Jacques de Claeuw, also known as Jacques Grief, was a co-founder of the painters' guild in his hometown of Dordrecht in 1642. In 1649 he married the daughter of Jan van Goyen and the couple moved to Leiden here he died in 1694. His work is comprised entirely of still lifes, which he produced in various cities including Haarlem, Dordrecht, Leiden and possibly Amsterdam.

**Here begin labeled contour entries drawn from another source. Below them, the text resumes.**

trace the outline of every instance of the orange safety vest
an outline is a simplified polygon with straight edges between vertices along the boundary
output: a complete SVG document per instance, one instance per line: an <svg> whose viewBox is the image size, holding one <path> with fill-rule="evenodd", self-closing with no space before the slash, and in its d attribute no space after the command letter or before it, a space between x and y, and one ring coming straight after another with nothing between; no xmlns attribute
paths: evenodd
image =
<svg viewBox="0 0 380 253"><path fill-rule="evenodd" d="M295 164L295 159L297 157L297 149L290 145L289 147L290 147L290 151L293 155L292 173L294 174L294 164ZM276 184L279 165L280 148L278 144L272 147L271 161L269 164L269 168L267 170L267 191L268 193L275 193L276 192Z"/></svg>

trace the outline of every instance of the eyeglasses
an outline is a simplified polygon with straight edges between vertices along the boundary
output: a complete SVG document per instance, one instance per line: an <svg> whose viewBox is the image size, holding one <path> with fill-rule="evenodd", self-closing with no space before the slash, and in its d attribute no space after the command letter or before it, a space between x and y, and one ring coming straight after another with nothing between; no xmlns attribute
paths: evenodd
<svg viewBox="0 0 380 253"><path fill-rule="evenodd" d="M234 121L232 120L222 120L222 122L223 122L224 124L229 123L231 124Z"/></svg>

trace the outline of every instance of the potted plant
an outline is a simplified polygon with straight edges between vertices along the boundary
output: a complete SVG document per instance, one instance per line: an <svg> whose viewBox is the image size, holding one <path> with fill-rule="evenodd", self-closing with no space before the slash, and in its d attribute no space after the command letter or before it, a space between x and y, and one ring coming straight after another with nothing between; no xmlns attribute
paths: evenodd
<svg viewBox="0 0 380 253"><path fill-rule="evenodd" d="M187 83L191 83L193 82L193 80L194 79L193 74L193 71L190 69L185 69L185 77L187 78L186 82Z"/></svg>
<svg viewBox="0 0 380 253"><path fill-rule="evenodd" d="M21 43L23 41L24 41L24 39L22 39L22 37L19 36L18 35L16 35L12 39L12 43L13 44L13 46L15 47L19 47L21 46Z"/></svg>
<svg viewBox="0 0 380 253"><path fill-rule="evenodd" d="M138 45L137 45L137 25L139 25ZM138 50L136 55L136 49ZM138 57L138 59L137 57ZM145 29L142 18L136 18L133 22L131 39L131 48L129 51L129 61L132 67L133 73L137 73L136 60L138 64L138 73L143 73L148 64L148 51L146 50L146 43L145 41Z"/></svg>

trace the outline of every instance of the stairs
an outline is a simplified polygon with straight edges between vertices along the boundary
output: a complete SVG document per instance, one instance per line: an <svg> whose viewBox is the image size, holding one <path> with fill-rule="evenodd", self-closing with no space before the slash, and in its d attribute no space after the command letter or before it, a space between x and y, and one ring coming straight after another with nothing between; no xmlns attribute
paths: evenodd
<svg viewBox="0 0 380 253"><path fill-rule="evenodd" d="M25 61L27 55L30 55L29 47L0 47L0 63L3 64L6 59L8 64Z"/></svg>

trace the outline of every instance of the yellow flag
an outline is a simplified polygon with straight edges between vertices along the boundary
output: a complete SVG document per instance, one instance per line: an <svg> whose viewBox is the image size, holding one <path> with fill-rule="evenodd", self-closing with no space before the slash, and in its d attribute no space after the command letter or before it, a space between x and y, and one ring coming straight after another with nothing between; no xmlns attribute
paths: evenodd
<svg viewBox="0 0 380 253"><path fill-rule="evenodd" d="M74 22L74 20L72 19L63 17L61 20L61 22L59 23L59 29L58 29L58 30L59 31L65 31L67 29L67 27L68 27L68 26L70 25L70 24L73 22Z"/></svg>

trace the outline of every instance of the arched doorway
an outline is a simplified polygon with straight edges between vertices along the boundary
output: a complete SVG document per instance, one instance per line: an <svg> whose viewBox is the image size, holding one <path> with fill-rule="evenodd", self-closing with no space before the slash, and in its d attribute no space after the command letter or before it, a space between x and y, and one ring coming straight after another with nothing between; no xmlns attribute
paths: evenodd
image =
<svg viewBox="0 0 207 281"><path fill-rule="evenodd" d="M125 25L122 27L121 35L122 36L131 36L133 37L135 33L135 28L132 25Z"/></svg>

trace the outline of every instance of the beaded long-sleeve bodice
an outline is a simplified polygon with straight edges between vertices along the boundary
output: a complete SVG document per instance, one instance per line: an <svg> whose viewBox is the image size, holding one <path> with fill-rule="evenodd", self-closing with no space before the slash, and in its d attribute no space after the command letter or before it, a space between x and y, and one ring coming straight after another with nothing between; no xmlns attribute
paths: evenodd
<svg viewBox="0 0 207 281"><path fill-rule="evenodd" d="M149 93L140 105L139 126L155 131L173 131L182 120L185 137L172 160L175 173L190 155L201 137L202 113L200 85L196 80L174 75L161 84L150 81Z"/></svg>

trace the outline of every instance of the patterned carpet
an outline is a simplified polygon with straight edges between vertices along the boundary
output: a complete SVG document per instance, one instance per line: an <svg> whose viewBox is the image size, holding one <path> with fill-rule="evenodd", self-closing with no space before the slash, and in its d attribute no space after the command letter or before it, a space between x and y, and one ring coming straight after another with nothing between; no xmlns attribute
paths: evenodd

This particular vanitas painting is filled with a myriad of objects that point towards the transience of life. Musical instruments, such as the baroque violin, oboe and cittern (an instrument often played by women) allude to the fleeting nature of life as comparable to the fleeting performance of music. Sealed contracts and tatty books portray man's preoccupation with world-bound knowledge and promises that cannot be taken into the next life. These are contrasted with the mysteries of the afterlife, represented by a celestial globe shrouded in a black cloth. Golden crowns are replaced by fragile worthless straw, which decorates a skull as an inversion of worldly pride and fame. Finally, the glowing ember of a candle wick on the far right, on the verge of being extinguished, symbolises the finite span of man's life.
A similar yet mirrored composition with violin, instruments and contracts was sold in these rooms in 2002.1
1 Sotheby's, London, 31 October 2002, lot 106.